Two of the masterminds responsible for getting Barack Obama elected are outsourcing their political expertise across the pond in Great Britain. But this time, Jim Messina and David Axelrod are on opposing sides, facing off in the 2015 election for Great Britain’s next prime minister, according to
The New York Times.
Axelrod worked as a political adviser to President Bill Clinton and later as a campaign adviser to Barack Obama during his 2008 presidential campaign. When Obama won the White House, Axelrod became the president’s senior adviser until 2011, when he left to work on the president’s 2012 re-election campaign.

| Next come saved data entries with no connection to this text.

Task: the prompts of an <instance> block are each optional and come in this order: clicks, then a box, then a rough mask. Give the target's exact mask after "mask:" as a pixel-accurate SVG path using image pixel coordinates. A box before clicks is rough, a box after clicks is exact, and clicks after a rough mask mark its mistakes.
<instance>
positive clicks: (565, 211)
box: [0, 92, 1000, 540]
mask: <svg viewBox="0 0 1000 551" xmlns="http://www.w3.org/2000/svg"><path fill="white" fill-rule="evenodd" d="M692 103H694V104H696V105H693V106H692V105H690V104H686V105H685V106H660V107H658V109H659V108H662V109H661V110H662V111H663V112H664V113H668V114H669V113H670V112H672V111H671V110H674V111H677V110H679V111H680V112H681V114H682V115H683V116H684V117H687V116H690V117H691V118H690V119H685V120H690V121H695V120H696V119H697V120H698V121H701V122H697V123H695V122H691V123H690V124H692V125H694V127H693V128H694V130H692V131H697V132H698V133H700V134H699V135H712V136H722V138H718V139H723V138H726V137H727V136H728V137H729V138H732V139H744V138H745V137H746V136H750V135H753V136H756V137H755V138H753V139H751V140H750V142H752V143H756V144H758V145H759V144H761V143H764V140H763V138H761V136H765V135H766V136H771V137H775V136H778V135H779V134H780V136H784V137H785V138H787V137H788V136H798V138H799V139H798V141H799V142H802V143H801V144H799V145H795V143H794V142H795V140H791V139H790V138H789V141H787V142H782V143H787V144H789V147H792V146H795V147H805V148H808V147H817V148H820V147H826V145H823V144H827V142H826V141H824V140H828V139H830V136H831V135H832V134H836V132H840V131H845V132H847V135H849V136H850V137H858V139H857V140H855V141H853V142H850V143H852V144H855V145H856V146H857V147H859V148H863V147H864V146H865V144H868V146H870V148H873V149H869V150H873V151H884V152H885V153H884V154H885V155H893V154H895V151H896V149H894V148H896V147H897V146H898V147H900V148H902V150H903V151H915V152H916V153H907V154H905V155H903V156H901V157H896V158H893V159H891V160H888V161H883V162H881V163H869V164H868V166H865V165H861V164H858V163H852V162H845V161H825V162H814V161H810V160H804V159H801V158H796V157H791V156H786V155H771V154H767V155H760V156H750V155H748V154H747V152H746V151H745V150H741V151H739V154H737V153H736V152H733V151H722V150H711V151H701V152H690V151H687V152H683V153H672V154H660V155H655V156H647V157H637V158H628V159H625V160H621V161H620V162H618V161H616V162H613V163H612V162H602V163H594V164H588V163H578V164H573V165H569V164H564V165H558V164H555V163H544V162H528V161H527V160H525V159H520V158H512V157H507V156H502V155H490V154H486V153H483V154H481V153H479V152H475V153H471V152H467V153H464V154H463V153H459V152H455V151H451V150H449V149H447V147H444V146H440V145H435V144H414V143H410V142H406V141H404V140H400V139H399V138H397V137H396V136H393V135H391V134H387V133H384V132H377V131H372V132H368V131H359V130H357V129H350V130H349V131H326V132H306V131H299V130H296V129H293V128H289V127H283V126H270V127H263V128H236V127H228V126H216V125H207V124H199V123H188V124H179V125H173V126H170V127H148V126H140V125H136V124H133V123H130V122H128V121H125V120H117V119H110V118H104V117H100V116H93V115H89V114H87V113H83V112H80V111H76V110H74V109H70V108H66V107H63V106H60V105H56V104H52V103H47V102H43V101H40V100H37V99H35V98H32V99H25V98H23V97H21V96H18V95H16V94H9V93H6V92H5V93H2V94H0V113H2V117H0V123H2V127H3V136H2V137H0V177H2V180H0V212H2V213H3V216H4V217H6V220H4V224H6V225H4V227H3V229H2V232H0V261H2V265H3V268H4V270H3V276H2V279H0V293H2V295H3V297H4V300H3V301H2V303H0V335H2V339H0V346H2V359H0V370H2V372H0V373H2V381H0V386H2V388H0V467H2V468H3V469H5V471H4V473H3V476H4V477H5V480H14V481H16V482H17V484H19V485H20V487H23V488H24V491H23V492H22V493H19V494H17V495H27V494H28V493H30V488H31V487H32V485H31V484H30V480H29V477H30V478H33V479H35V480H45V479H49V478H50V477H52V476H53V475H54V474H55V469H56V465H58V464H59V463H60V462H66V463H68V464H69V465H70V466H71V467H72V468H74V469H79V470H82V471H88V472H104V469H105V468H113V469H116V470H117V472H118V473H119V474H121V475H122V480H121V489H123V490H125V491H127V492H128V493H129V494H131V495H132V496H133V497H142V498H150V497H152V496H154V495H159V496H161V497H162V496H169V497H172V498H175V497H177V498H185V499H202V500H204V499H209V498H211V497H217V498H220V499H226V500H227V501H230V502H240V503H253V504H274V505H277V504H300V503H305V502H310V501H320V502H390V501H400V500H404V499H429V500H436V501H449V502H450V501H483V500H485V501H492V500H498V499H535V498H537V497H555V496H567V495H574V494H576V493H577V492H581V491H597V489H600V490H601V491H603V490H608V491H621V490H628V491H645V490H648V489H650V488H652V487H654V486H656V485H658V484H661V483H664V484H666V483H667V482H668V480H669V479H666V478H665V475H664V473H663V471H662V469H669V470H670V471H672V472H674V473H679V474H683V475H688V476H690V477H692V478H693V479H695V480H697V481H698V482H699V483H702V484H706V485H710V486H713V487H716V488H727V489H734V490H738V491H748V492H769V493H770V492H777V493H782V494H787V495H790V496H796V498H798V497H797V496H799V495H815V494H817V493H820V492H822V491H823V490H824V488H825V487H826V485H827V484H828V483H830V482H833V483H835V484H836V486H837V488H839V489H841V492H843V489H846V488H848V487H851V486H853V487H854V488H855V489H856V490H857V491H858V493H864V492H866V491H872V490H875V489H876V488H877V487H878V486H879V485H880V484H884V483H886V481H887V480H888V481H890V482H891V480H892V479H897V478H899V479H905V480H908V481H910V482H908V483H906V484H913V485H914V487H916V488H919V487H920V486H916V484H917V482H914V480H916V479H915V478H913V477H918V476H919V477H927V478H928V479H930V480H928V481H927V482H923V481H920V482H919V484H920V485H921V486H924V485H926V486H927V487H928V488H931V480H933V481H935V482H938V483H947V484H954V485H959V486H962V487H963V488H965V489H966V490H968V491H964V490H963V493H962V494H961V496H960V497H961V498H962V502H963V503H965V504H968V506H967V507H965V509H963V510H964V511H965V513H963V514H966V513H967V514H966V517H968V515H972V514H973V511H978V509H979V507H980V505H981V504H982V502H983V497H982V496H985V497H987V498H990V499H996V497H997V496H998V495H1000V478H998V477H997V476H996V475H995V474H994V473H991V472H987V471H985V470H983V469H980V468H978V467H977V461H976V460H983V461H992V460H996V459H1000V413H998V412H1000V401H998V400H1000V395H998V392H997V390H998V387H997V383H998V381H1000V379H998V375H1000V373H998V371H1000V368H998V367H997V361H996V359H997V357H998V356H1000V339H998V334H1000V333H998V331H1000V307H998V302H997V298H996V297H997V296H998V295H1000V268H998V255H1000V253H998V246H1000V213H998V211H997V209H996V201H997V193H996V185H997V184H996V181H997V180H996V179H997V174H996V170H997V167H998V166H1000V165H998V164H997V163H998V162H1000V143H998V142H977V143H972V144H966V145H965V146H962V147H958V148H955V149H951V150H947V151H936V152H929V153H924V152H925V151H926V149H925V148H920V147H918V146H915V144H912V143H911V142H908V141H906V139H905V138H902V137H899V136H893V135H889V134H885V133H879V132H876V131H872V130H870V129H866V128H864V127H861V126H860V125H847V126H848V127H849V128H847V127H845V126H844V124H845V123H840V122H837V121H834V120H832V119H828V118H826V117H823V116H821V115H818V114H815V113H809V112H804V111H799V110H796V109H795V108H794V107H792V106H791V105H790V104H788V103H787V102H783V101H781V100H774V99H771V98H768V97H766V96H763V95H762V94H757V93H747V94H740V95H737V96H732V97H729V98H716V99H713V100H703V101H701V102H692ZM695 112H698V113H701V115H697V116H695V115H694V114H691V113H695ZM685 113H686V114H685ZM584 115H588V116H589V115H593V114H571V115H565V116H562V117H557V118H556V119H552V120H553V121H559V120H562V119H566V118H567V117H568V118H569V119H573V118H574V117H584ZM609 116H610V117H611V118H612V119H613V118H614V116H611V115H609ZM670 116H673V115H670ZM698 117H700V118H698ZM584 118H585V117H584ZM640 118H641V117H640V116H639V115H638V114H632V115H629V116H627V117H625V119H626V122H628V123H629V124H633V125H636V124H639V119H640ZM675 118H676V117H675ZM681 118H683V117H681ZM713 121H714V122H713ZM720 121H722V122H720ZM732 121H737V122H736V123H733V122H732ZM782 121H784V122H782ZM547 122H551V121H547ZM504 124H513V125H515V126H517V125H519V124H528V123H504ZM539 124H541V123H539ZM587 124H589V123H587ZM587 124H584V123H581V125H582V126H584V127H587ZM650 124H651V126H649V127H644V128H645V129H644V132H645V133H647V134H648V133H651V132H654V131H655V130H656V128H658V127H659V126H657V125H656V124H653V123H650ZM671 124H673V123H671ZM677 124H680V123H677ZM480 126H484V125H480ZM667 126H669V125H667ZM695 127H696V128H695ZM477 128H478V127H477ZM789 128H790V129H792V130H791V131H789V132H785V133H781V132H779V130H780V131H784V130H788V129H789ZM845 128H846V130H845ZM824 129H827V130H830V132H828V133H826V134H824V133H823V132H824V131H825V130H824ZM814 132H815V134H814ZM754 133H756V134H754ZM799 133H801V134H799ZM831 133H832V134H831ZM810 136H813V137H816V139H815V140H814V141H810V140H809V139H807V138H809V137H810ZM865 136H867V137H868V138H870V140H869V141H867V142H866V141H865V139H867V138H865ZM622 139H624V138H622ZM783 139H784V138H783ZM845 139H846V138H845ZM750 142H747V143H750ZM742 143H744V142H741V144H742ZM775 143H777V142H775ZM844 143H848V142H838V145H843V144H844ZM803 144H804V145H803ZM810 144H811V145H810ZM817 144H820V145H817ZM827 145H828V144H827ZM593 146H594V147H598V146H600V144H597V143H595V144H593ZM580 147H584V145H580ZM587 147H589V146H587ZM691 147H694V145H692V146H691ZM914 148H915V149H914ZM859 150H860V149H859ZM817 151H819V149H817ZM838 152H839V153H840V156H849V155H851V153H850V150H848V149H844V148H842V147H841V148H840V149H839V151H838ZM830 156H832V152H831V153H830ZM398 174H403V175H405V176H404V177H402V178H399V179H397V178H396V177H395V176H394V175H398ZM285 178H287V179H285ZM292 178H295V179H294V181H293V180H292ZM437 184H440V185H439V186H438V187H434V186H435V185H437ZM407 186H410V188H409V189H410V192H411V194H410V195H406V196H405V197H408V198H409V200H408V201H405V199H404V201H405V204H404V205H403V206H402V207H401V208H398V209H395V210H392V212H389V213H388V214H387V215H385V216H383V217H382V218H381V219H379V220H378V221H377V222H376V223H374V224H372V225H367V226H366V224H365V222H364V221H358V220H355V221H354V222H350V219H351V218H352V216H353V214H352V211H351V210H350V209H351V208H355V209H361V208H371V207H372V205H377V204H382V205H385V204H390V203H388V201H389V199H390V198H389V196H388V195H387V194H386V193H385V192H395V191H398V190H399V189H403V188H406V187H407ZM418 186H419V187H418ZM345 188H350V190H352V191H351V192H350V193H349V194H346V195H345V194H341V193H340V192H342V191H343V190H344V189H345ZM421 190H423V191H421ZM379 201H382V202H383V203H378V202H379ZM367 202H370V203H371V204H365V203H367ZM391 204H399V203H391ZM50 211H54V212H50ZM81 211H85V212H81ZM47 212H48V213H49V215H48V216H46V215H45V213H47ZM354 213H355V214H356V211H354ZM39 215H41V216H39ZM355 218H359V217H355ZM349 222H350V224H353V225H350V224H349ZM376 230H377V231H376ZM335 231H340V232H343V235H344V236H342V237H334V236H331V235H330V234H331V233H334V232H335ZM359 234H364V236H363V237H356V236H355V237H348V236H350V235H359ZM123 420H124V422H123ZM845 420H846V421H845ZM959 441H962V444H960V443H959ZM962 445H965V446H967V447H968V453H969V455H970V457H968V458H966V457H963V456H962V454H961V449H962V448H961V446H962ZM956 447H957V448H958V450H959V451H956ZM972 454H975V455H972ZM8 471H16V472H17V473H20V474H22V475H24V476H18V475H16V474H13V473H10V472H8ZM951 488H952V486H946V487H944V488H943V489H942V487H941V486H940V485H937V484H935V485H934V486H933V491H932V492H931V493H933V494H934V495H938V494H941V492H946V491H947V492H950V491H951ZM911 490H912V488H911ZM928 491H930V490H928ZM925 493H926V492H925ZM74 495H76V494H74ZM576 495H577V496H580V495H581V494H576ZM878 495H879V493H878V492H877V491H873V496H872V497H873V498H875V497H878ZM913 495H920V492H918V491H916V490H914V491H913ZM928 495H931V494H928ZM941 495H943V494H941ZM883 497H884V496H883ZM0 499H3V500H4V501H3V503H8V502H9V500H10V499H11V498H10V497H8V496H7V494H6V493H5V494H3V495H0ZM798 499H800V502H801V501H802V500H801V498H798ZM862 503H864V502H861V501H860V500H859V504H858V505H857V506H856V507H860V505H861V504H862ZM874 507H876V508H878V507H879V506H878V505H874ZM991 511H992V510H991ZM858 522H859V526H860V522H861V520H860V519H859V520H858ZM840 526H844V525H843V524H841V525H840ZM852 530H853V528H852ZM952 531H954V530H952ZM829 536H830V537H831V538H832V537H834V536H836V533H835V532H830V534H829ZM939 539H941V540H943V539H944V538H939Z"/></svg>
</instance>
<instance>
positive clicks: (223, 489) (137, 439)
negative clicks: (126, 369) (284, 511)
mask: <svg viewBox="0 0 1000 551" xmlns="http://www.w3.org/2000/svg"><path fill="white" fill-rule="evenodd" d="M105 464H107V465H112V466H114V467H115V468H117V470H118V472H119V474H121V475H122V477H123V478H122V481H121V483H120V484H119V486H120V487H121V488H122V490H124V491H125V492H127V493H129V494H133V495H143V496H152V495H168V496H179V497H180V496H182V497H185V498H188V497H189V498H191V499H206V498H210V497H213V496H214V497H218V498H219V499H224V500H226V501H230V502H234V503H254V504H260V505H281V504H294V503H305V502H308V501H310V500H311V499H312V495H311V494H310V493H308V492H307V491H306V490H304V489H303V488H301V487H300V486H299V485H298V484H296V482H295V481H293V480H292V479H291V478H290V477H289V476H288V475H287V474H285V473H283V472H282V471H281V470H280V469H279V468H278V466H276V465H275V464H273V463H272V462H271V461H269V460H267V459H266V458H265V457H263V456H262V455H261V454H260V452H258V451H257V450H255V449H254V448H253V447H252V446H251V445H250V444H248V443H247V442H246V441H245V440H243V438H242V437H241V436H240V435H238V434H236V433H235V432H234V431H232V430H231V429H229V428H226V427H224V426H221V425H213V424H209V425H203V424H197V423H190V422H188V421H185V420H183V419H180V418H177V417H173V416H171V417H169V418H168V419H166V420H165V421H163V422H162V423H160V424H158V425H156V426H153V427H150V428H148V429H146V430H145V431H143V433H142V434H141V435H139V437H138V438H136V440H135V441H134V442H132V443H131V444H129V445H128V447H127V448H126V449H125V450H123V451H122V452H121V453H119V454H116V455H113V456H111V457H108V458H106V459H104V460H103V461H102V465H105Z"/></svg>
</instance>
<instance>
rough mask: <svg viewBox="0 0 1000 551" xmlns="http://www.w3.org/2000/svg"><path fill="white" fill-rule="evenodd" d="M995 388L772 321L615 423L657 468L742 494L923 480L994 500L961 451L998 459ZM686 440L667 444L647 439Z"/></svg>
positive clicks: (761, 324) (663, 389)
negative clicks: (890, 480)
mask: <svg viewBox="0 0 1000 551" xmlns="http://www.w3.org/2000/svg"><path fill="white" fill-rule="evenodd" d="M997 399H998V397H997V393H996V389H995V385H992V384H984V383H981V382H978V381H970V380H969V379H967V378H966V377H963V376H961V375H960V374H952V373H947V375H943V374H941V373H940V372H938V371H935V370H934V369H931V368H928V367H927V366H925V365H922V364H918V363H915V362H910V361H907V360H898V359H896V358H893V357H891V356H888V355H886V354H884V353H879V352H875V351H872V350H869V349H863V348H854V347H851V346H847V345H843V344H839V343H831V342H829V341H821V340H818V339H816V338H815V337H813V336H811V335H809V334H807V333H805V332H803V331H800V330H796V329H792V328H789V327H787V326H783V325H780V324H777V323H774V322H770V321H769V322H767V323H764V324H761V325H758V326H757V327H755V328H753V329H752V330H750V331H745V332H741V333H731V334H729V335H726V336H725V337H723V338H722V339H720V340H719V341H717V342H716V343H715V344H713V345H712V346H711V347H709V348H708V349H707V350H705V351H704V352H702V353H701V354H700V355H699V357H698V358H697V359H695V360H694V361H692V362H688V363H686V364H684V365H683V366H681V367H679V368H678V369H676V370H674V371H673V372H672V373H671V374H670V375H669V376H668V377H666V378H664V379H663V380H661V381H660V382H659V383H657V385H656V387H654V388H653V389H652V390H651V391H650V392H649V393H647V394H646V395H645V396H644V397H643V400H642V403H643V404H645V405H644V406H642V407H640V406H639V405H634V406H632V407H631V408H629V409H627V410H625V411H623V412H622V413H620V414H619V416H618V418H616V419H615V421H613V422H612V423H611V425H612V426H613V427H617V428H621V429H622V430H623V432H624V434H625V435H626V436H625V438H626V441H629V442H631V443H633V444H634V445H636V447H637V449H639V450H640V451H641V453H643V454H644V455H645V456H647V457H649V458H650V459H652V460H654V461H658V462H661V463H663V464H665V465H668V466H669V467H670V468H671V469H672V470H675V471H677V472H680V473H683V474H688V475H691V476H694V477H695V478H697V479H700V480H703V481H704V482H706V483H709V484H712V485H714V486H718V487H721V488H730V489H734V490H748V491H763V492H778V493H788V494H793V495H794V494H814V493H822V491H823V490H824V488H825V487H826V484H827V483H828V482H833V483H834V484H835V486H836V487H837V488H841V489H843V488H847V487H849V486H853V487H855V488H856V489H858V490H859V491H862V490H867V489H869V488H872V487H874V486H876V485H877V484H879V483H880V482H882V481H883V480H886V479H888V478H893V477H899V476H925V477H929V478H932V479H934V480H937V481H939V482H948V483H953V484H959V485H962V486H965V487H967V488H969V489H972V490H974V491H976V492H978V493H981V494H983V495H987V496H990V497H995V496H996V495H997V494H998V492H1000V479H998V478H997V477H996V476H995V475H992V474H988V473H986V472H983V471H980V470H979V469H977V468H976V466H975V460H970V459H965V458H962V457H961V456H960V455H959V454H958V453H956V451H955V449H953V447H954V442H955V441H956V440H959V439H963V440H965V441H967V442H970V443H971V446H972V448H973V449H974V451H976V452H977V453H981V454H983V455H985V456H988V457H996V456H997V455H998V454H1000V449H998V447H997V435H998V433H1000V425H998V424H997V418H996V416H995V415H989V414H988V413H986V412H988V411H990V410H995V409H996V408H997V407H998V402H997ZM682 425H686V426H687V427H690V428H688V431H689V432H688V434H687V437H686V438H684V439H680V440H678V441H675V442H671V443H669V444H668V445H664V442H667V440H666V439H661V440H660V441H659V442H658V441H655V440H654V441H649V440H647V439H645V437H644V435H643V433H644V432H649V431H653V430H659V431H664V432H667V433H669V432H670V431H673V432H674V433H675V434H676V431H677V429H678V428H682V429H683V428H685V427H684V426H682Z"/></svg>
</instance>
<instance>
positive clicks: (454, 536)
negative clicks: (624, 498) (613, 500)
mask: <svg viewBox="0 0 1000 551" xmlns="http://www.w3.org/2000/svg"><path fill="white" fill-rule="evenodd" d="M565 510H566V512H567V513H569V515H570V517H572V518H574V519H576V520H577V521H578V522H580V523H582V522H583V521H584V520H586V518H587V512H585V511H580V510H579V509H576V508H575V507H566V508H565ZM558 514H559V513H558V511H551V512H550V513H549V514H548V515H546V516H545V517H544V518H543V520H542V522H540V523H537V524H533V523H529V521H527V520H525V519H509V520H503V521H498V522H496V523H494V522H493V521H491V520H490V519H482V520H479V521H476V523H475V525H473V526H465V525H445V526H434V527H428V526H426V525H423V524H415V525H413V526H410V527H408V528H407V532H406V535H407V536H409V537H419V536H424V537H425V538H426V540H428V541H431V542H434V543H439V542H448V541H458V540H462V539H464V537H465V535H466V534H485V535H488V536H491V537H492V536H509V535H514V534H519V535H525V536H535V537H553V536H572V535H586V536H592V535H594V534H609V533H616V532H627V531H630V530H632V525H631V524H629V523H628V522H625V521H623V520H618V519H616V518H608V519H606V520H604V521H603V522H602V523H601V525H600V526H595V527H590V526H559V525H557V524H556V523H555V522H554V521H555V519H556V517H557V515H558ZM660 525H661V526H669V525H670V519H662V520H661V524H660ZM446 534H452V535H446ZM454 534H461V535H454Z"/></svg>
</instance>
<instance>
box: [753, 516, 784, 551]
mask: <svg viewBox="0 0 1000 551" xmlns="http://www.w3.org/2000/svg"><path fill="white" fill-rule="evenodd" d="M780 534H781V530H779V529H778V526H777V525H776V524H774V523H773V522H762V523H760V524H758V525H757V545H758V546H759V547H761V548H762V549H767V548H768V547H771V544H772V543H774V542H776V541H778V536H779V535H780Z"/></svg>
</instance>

In the U.K., Axelrod is farming out his expertise — and parroting a similar income inequality platform as the one used by Obama — for the liberal Labor Party candidate, Ed Miliband.
Messina, Obama’s 2012 campaign manager, is fielding criticism for his decision to accept a position with Prime Minister David Cameron, leader of the country’s Conservative Party with an agenda some say is in stark contrast to Obama’s. Similar to conservatives in the United States, Cameron takes the position that his country needs to rebound after years of Labor Party rule and that "tough immigration laws are protecting British values and jobs," the Times reports.
While it’s not uncommon for American political wonks and strategists to go into private consulting and take work in other countries, what is unusual in this case is that two former colleagues of a sitting president will be working against one another in an election that will determine the leader of America’s closest ally, according to the Times.
While Messina insists there is no bad blood between he and Axelrod, Axelrod refused to comment on their relationship to the newspaper.
Adding vexation to American Democrats is that Messina heads the super PAC Priorities USA, which supported Obama and is now "pro-Hillary Rodham Clinton."
His decision to go to work for the Tories in England has caused internal strife for some Democrats, including White House Chief of Staff Denis McDonough and American pollster Stanley Greenberg, who told the Times that working for the Tories "ought to be disqualifying" for Messina to then work on a Hillary Clinton presidential campaign.
"This is 'make as much money as you can,' not the ideological side of the Obama project," he said.